Benoit Labonté s'est confié à la journaliste Marie-Maude Denis, de Radio-Canada, pendant près de trois heures.

Benoit Labonté est sorti de l’ombre, hier, pour la première fois depuis son départ fracassant dimanche du parti Vision Montréal, dirigé par Louise Harel.

Dans une entrevue de près de trois heures accordée à Radio-Canada et diffusée ce soir, l’ancien lieutenant de Mme Harel s’est livré à une sortie en règle contre Vision Montréal, mais aussi contre le parti du maire Gérald Tremblay, Union Montréal, avec qui il s’est d’abord fait élire en 2005.

Déclarant ne pas vouloir être le seul bouc émissaire d’un système bien implanté, M. Labonté a cherché à faire la lumière sur le financement occulte sous lequel croule le monde municipal.
«Est-ce qu’il y a un système mafieux qui gère la ville de Montréal? La réponse, c’est oui, a-t-il déclaré. [Ceux qui gouvernent] en savent probablement plus que moi. Imaginez, je n’étais que chef de l’opposition.»
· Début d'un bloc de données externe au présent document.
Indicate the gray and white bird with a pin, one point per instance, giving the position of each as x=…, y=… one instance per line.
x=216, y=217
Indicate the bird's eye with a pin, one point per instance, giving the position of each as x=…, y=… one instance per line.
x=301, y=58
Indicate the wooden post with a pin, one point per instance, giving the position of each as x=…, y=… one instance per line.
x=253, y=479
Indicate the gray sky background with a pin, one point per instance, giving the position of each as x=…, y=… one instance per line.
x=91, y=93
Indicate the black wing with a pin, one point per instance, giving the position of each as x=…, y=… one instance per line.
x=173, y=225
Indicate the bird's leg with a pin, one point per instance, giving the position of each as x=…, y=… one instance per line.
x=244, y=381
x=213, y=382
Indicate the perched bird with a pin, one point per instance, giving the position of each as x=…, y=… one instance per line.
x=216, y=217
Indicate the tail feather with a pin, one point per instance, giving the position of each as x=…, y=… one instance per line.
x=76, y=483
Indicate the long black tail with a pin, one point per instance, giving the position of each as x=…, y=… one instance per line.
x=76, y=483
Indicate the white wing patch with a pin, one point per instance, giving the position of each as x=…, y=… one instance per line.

Benoit Labonté a d’ailleurs affirmé avoir fait plusieurs déclarations mensongères la semaine dernière, notamment au sujet de ses liens avec Tony Accurso, par crainte de représailles.

Des tabous tombent
Selon Benoit Labonté, le maire Gérald Tremblay était au courant depuis son élection en 2001 que des «enveloppes brunes» circulaient à l’hôtel de Ville.

L’ancien maire de Ville-Marie et chef de Vision Montréal a entre autres dénoncé un système de ristourne qui permettait à Union Montréal de récolter un pourcentage des contrats accordés. Selon lui, le problème était particulièrement criant là où Bernard Trépanier, un ancien directeur du financement du parti du maire, oeuvrait. L’argent obtenu, souvent en comptant, se retrouvait ensuite dans les coffres du parti.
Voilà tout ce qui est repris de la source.